➀for all $x \in \chi_{\nu_2}^2$
$E_r\lbrack\frac {1}{\chi_{\nu_2}^2}\rbrack$=$\int_0^{\infty}\frac {1}{x^r}\cdot\frac {x^{\frac {\nu_2}{2}-1}\cdot e^{-\frac {x}{2}}}{2^{\frac {\nu_2}{2}}\cdot\Gamma(\frac {\nu_2}{2})}\operatorname dx$➁let $y$=$\frac {x}{2}$, then $x$=$2\cdot y$, $\operatorname dx=2\cdot\operatorname dy$
$\Rightarrow\int_0^{\infty}\frac {1}{(2\cdot y)^r}\cdot\frac {(2\cdot y)^{\frac {\nu_2}{2}-1}\cdot e^{-y}}{2^{\frac {\nu_2}{2}}\cdot\Gamma(\frac {\nu_2}{2})}\cdot 2\cdot\operatorname dy$
$=\frac {2\cdot 2^{-r}\cdot 2^{\frac {\nu_2}{2}-1}}{2^{\frac {\nu_2}{2}}\cdot\Gamma(\frac {\nu_2}{2})}\cdot\int_0^{\infty}y^{-r}\cdot y^{\frac {\nu_2}{2}-1}\cdot e^{-y}\operatorname dy$
$=\frac {2^{-r}}{\Gamma(\frac {\nu_2}{2})}\cdot\int_0^{\infty}y^{\frac {\nu_2}{2}-r-1}\cdot e^{-y}\operatorname dy$
$=\frac {2^{-r}}{\Gamma(\frac {\nu_2}{2})}\cdot\Gamma(\frac {\nu_2}{2}-r)$➂for $r=1$, $\mu_1$, we have it that:
$E_1\lbrack\frac {1}{\chi_{\nu_2}^2}\rbrack$
$=\mu_1$
$=\frac {2^{-1}}{\Gamma(\frac {\nu_2}{2})}\cdot\Gamma(\frac {\nu_2}{2}-1)$
$=\frac {2^{-1}}{(\frac {\nu_2}{2}-1)\cdot\Gamma(\frac {\nu_2}{2}-1)}\cdot\Gamma(\frac {\nu_2}{2}-1)$
$=\frac {1}{\nu_2-2}$➃for $r=2$, $\mu_2$, we have it that:
$E_2\lbrack\frac {1}{\chi_{\nu_2}^2}\rbrack$
$=\mu_2$
$=\frac {2^{-2}}{\Gamma(\frac {\nu_2}{2})}\cdot\Gamma(\frac {\nu_2}{2}-2)$
$=\frac {2^{-2}}{(\frac {\nu_2}{2}-1)\cdot(\frac {\nu_2}{2}-2)\cdot\Gamma(\frac {\nu_2}{2}-2)}\cdot\Gamma(\frac {\nu_2}{2}-2)$
$=\frac {1}{2^2\cdot\frac {\nu_2-2}{2})\cdot(\frac {\nu_2-4}{2})}$
$=\frac {1}{(\nu_2-2)\cdot(\nu_2-4)}$
Variance Of The F Distribution
Succeeding to results of moments from above paragraph, we proceed to ask for the variance of F distribution. Please recall that we have the 2nd ordinary moment of the chi-square $E_2\lbrack(\chi_{\nu}^2)^2\rbrack=\nu^2+2\cdot\nu$.

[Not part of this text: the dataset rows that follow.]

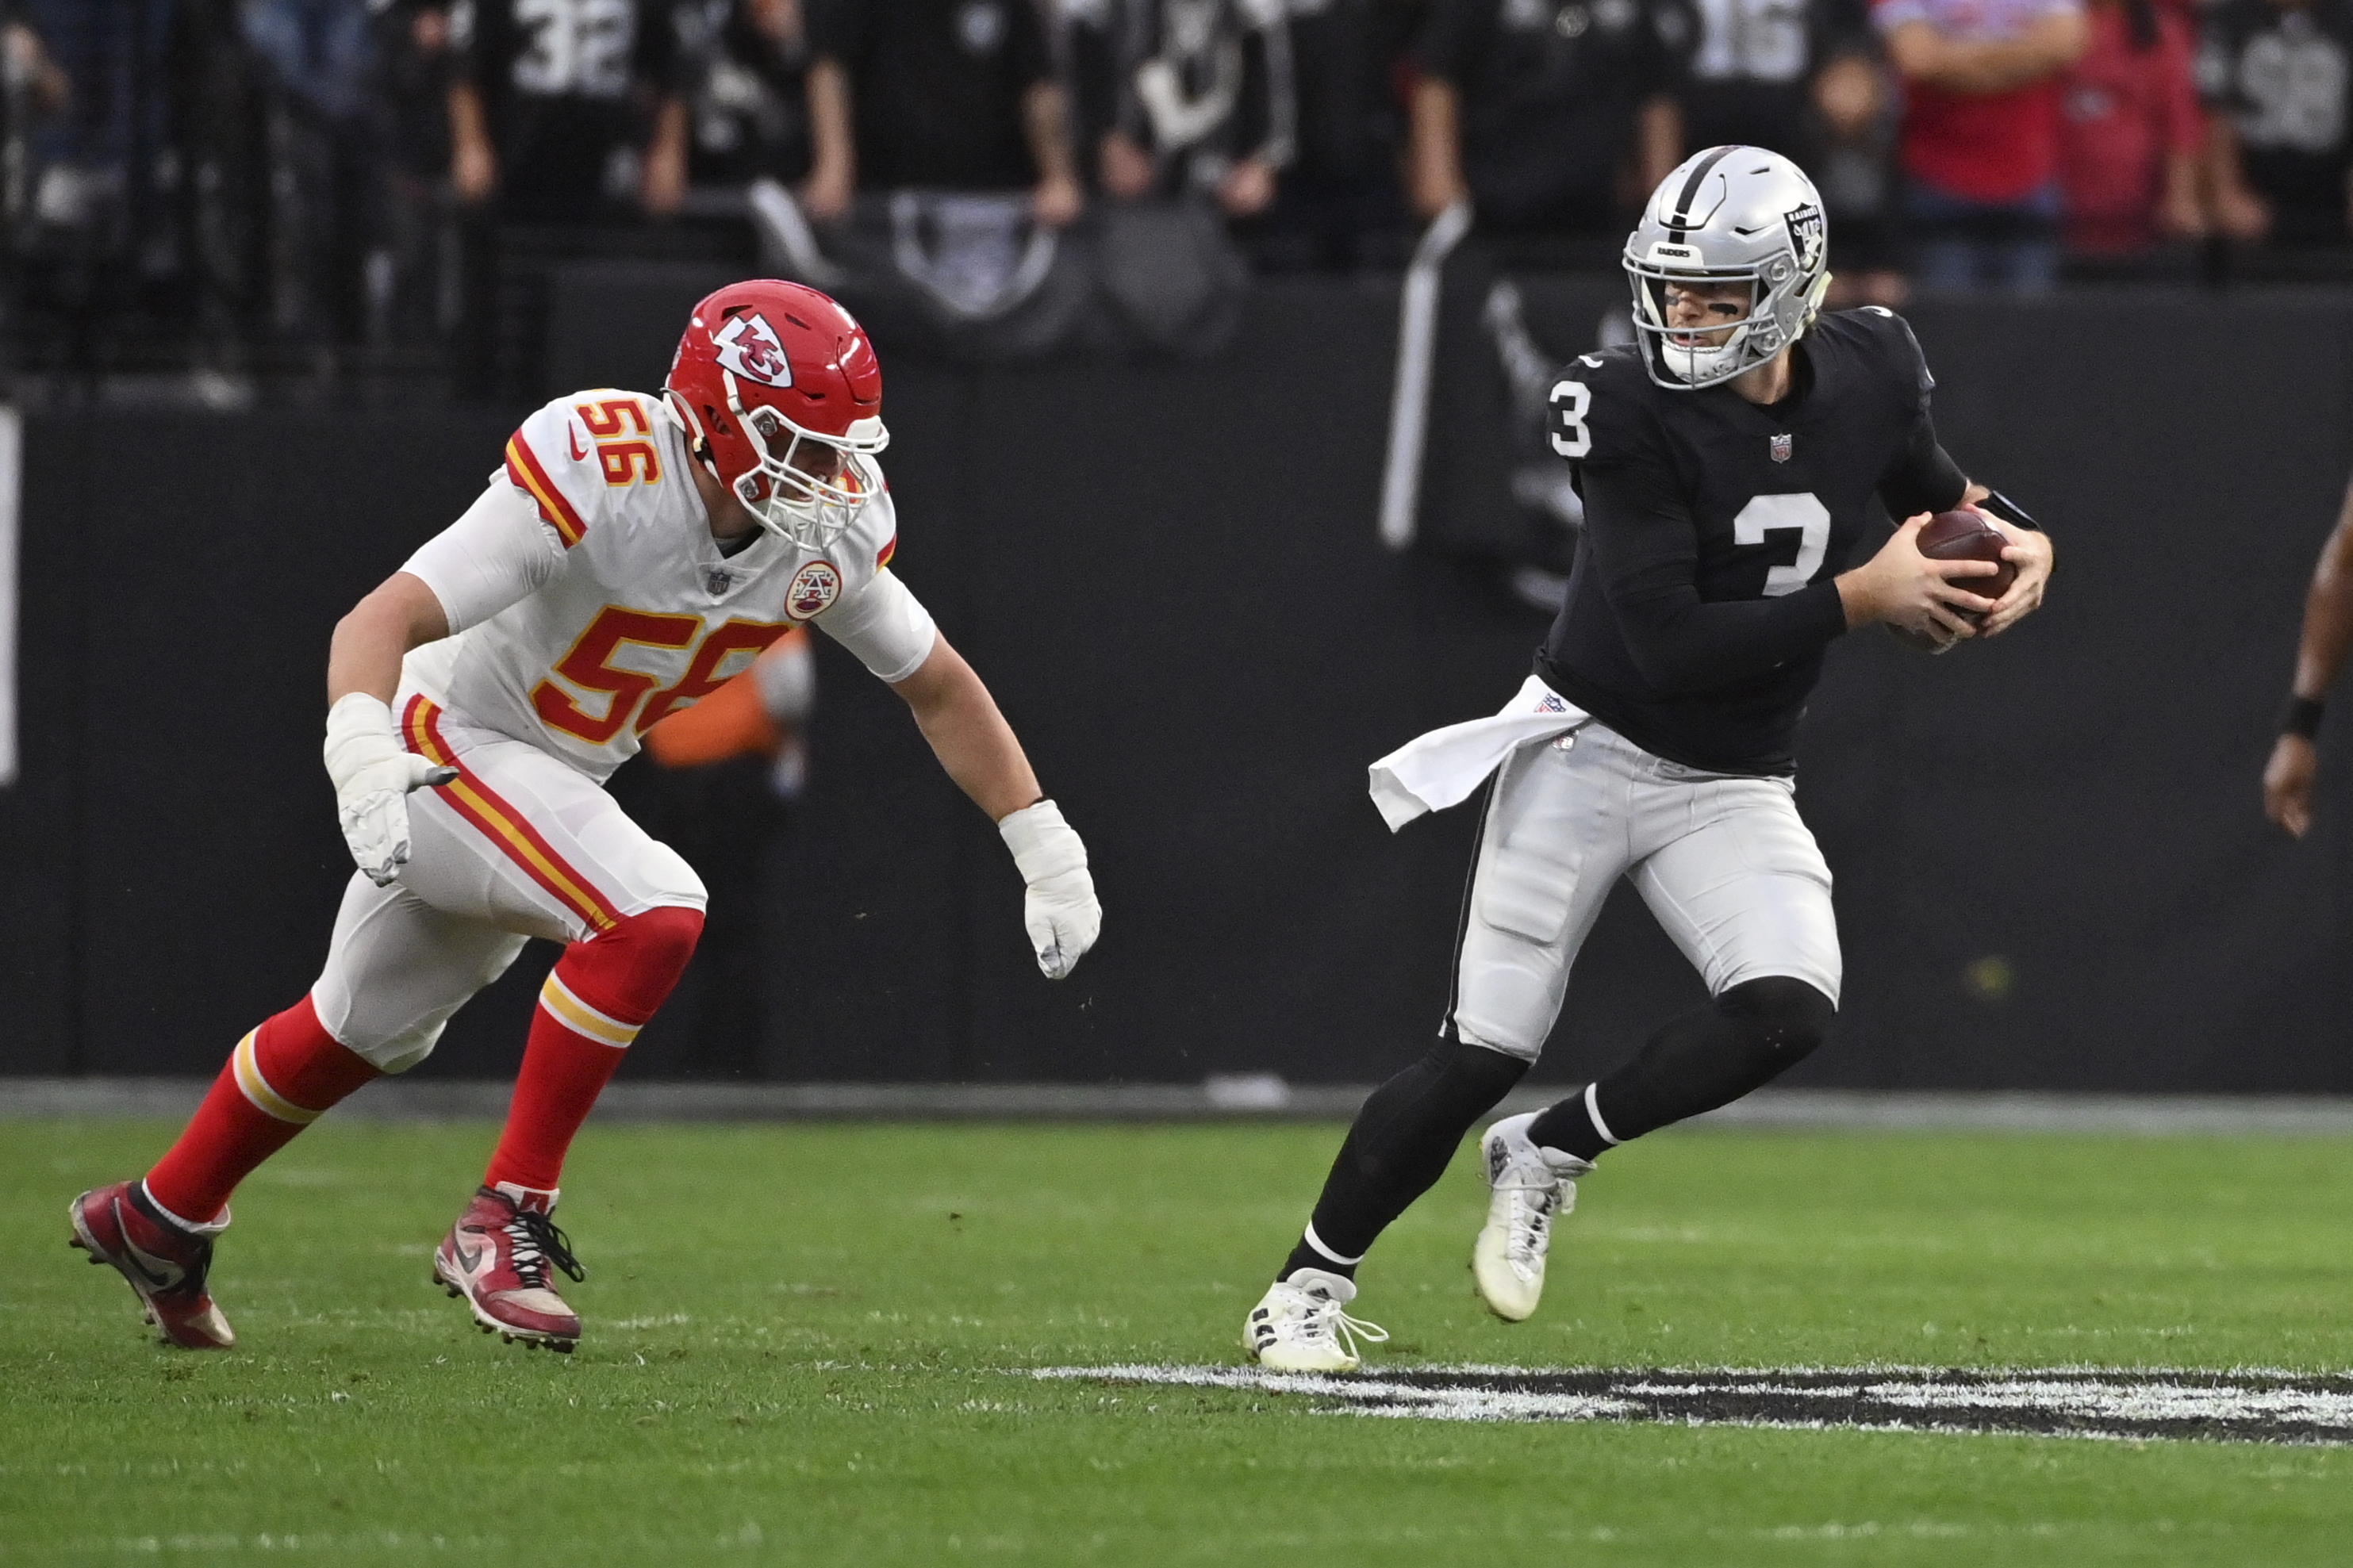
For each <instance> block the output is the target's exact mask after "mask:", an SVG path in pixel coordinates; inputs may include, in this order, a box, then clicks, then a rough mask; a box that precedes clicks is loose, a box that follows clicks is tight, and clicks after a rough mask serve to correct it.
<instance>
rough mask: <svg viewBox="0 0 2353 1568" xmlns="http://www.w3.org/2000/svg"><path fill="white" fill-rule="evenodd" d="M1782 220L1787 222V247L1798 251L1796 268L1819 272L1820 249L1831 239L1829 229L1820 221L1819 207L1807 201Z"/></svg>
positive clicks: (1800, 270)
mask: <svg viewBox="0 0 2353 1568" xmlns="http://www.w3.org/2000/svg"><path fill="white" fill-rule="evenodd" d="M1784 221H1786V223H1788V247H1791V249H1793V252H1798V270H1800V273H1819V270H1821V249H1824V247H1826V244H1828V240H1831V230H1828V226H1826V223H1824V221H1821V207H1814V205H1812V202H1807V205H1802V207H1798V209H1795V212H1791V214H1788V216H1786V219H1784Z"/></svg>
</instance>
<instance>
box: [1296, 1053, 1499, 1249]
mask: <svg viewBox="0 0 2353 1568" xmlns="http://www.w3.org/2000/svg"><path fill="white" fill-rule="evenodd" d="M1525 1074H1527V1063H1522V1060H1520V1058H1518V1056H1504V1053H1501V1051H1489V1048H1487V1046H1468V1044H1464V1041H1459V1039H1452V1037H1447V1039H1440V1041H1438V1048H1435V1051H1431V1053H1428V1056H1424V1058H1421V1060H1419V1063H1414V1065H1412V1067H1407V1070H1405V1072H1400V1074H1398V1077H1393V1079H1388V1081H1386V1084H1381V1086H1379V1088H1374V1091H1372V1098H1369V1100H1365V1110H1360V1112H1355V1124H1353V1126H1351V1128H1348V1140H1346V1143H1341V1145H1339V1159H1334V1161H1332V1175H1327V1178H1325V1190H1322V1197H1320V1199H1315V1220H1313V1222H1311V1225H1308V1229H1311V1232H1315V1239H1318V1241H1322V1246H1325V1248H1327V1251H1318V1248H1315V1246H1313V1244H1308V1241H1306V1239H1301V1241H1299V1246H1294V1248H1292V1255H1289V1258H1287V1260H1285V1265H1282V1274H1278V1279H1289V1274H1292V1269H1325V1272H1332V1274H1346V1276H1348V1279H1355V1262H1341V1260H1360V1258H1362V1255H1365V1253H1367V1251H1369V1248H1372V1244H1374V1239H1377V1237H1379V1234H1381V1232H1384V1229H1386V1227H1388V1222H1391V1220H1395V1218H1398V1215H1400V1213H1405V1208H1407V1206H1409V1204H1412V1201H1414V1199H1417V1197H1421V1194H1424V1192H1428V1190H1431V1187H1433V1185H1435V1182H1438V1178H1440V1175H1442V1173H1445V1168H1447V1161H1449V1159H1454V1150H1457V1147H1461V1140H1464V1133H1468V1131H1471V1124H1473V1121H1478V1119H1480V1114H1485V1112H1489V1110H1494V1105H1497V1100H1501V1098H1504V1095H1506V1093H1511V1086H1513V1084H1518V1081H1520V1079H1522V1077H1525Z"/></svg>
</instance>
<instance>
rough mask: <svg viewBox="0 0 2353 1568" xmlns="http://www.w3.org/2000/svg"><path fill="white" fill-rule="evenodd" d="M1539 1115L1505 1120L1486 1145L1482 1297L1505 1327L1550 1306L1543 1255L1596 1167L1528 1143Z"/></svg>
mask: <svg viewBox="0 0 2353 1568" xmlns="http://www.w3.org/2000/svg"><path fill="white" fill-rule="evenodd" d="M1534 1119H1537V1112H1527V1114H1525V1117H1504V1119H1501V1121H1497V1124H1494V1126H1489V1128H1487V1135H1485V1138H1480V1157H1482V1161H1485V1168H1487V1187H1489V1190H1492V1194H1489V1199H1487V1225H1485V1229H1480V1234H1478V1241H1473V1244H1471V1279H1473V1281H1478V1298H1480V1300H1482V1302H1487V1312H1494V1314H1497V1316H1499V1319H1504V1321H1506V1324H1525V1321H1527V1319H1532V1316H1534V1314H1537V1302H1541V1300H1544V1255H1546V1251H1548V1248H1551V1244H1553V1220H1562V1218H1567V1215H1569V1213H1572V1211H1574V1208H1577V1178H1579V1175H1584V1173H1586V1171H1591V1168H1593V1161H1588V1159H1577V1157H1574V1154H1569V1152H1565V1150H1544V1147H1537V1145H1534V1143H1529V1140H1527V1128H1529V1124H1532V1121H1534Z"/></svg>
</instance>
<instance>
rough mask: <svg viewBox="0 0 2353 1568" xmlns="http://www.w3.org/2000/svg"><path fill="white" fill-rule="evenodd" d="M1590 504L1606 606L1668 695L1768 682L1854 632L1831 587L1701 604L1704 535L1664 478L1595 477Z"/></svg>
mask: <svg viewBox="0 0 2353 1568" xmlns="http://www.w3.org/2000/svg"><path fill="white" fill-rule="evenodd" d="M1584 494H1586V545H1588V548H1591V552H1593V569H1598V571H1600V574H1602V597H1607V599H1609V609H1612V614H1614V616H1617V623H1619V632H1621V635H1624V637H1626V651H1628V656H1631V658H1633V665H1635V670H1638V672H1640V675H1642V679H1647V682H1649V684H1652V686H1657V689H1659V691H1661V693H1685V691H1711V689H1718V686H1729V684H1734V682H1741V679H1751V677H1758V675H1767V672H1769V670H1774V668H1777V665H1784V663H1788V661H1791V658H1800V656H1805V654H1812V651H1817V649H1819V646H1824V644H1826V642H1831V639H1833V637H1838V635H1840V632H1845V630H1847V609H1845V604H1842V602H1840V597H1838V583H1835V581H1831V578H1824V581H1819V583H1809V585H1807V588H1800V590H1798V592H1788V595H1781V597H1774V599H1715V602H1708V599H1701V597H1699V585H1697V581H1694V571H1697V564H1699V529H1697V524H1694V522H1692V512H1689V508H1687V505H1685V503H1682V498H1680V496H1675V494H1673V489H1671V487H1668V484H1666V482H1664V480H1661V477H1654V475H1649V473H1645V470H1642V468H1638V465H1624V468H1619V465H1612V468H1586V470H1584ZM1955 494H1958V491H1955Z"/></svg>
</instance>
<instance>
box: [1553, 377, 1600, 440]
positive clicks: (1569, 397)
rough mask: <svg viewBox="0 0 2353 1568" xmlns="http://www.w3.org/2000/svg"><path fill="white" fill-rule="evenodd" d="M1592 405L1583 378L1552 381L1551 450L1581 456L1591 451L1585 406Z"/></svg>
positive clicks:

➀$Var\lbrack f\rbrack$=$E\lbrack f^2\rbrack$-$E^2\lbrack f\rbrack$, next to figure out $E\lbrack f^2\rbrack$
$E\lbrack f^2\rbrack$
$=E\lbrack (\frac {\chi_{\nu_1}^2}{\nu_1}/\frac {\chi_{\nu_2}^2}{\nu_2})^2\rbrack$
$=(\frac {\nu_2}{\nu_1})^2\cdot E\lbrack (\frac {\chi_{\nu_1}^2}{\chi_{\nu_2}^2})^2\rbrack$
$=(\frac {\nu_2}{\nu_1})^2\cdot E\lbrack (\chi_{\nu_1}^2)^2\rbrack\cdot E\lbrack (\frac {1}{\chi_{\nu_2}^2})^2\rbrack$
$=(\frac {\nu_2}{\nu_1})^2\cdot(\nu_1^2+2\cdot\nu_1)\cdot\frac {1}{(\nu_2-2)\cdot(\nu_2-4)}$
$=\frac {\nu_2^2}{\nu_1}\cdot(\nu_1+2)\cdot\frac {1}{(\nu_2-2)\cdot(\nu_2-4)}$➁therefore, the variance could now be expressed:
$Var\lbrack f\rbrack$
$=E\lbrack f^2\rbrack$-$E^2\lbrack f\rbrack$
$=\frac {\nu_2^2}{\nu_1}\cdot(\nu_1+2)\cdot\frac {1}{(\nu_2-2)\cdot(\nu_2-4)}$-$(\frac {\nu_2}{\nu_2-2})^2$
$=\frac {\nu_2^2\cdot(\nu_1+2)\cdot(\nu_2-2)}{\nu_1\cdot(\nu_2-2)^2\cdot(\nu_2-4)}$-$\frac {\nu_1\cdot\nu_2^2\cdot(\nu_2-4)}{\nu_1\cdot(\nu_2-2)^2\cdot(\nu_2-4)}$
$=\frac {2\cdot\nu_2^2\cdot(\nu_1+\nu_2-2)}{\nu_1\cdot(\nu_2-2)^2\cdot(\nu_2-4)}$
, where $\nu_2>4$ is the condition, it must hold!!!